Iran government-supported hackers have recently targeted many high-profile activists, journalists, researchers, academics, diplomats, and politicians who have been working on Middle East issues. This credential phishing is being done via WhatsApp. The Human Rights Watch has linked this phishing attack with an entity affiliated with the Iranian government known as APT42. It is sometimes called TA453, Phosphorus, and Charming Kitten. This Iran-based hacking group was first identified by cybersecurity firm Mandiant in September 2022. Basically, Mandiant assesses with high confidence that APT42 is an Iranian state-sponsored cyber espionage group tasked with conducting information collection and surveillance operations against individuals and organizations of strategic interest to the Iranian government.
HRW has identified 18 victims who have been targeted as part of the same campaign, and 15 of these people have confirmed that they had received the same WhatsApp messages between September 15 and November 25.
According to the analysis by security firm Mandiant, APT42 uses highly targeted spear-phishing and social engineering techniques designed to build trust and rapport with victims to get their personal/corporate email accounts or to install Android malware on their smartphones. It uses Windows malware to boost credential harvesting and surveillance efforts.
Operations of APT42
There are 3 categories of operations-
Credential Harvesting- APT42 mostly targets corporate and personal email accounts through high-powered phishing campaigns with an emphasis on building trust and rapport with the target before attempting to steal the credentials. It also collects Multi-Factor Authentication codes to bypass authentication methods and uses compromised credentials to pursue access to the networks, devices, and accounts of employers, colleagues, and relatives of the initial victim.
Surveillance Operations- Till late 2015, a subset of APT’s 42 infrastructure served as command-and-control servers for Android mobile malware that aimed to track locations, monitor communications, and surveil the activities of individuals of interest to the Iranian government, including activists and dissidents inside Iran.

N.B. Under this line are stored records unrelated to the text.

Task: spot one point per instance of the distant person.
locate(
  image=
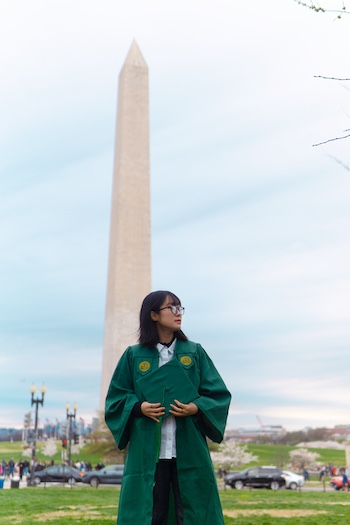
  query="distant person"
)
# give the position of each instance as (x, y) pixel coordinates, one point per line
(323, 472)
(168, 452)
(345, 481)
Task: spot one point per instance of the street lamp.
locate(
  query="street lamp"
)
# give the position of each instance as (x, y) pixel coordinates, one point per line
(70, 417)
(35, 402)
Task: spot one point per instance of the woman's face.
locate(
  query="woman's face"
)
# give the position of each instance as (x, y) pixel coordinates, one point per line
(165, 318)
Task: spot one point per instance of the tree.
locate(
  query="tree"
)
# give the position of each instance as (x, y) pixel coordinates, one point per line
(230, 454)
(49, 448)
(329, 6)
(302, 458)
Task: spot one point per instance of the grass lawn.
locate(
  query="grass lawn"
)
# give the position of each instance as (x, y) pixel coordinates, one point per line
(85, 505)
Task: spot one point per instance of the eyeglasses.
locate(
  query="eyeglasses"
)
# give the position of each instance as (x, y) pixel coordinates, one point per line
(175, 309)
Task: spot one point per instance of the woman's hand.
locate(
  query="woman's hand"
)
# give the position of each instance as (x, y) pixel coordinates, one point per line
(183, 410)
(152, 410)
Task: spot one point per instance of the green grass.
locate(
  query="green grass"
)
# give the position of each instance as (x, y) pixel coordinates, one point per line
(263, 507)
(85, 505)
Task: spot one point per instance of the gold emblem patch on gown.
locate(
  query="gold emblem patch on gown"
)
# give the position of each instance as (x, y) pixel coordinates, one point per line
(144, 366)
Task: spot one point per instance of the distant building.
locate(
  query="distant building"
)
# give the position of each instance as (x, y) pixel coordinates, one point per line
(247, 435)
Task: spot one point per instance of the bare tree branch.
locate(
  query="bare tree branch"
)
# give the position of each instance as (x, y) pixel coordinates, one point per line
(331, 140)
(331, 78)
(339, 162)
(319, 9)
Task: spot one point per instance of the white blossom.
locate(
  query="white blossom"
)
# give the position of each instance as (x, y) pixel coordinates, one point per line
(303, 458)
(230, 454)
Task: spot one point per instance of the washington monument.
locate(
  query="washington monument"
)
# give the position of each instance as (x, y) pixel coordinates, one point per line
(129, 262)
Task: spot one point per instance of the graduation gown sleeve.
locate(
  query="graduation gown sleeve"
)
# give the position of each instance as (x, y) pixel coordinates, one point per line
(120, 401)
(214, 400)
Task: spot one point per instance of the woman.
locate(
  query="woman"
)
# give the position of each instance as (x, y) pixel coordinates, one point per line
(168, 477)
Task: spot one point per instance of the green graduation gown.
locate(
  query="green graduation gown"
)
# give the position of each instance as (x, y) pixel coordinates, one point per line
(197, 482)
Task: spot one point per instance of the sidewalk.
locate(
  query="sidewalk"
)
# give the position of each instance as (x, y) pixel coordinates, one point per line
(7, 483)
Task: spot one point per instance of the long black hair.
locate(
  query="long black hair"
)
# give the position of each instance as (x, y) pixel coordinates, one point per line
(148, 334)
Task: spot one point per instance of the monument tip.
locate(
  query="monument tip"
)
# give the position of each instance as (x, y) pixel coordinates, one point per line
(134, 56)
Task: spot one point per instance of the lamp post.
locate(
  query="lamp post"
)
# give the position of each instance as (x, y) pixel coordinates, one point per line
(70, 417)
(35, 402)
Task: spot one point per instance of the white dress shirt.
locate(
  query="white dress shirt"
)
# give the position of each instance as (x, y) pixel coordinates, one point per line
(168, 439)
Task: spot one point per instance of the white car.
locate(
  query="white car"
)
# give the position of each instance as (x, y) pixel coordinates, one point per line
(293, 481)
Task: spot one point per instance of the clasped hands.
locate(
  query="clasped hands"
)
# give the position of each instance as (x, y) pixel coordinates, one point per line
(155, 410)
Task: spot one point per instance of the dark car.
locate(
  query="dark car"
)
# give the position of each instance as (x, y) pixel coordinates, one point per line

Malware deployment- While APT42 mostly prefers credential harvesting over activity on disk, it does rely on some lightweight tools and backdoor customs as well. These tools are included in the operations when the objectives extend beyond credential harvesting.
Over 30 confirmed targets by APT42 have been identified by Mandate. The total intrusions are higher based on the group’s high operational tempo, visibility gaps caused partly by group’s targeting of personal email accounts and partly by domestically focused efforts and extensive open source industry reporting on threat clusters associated with APT42.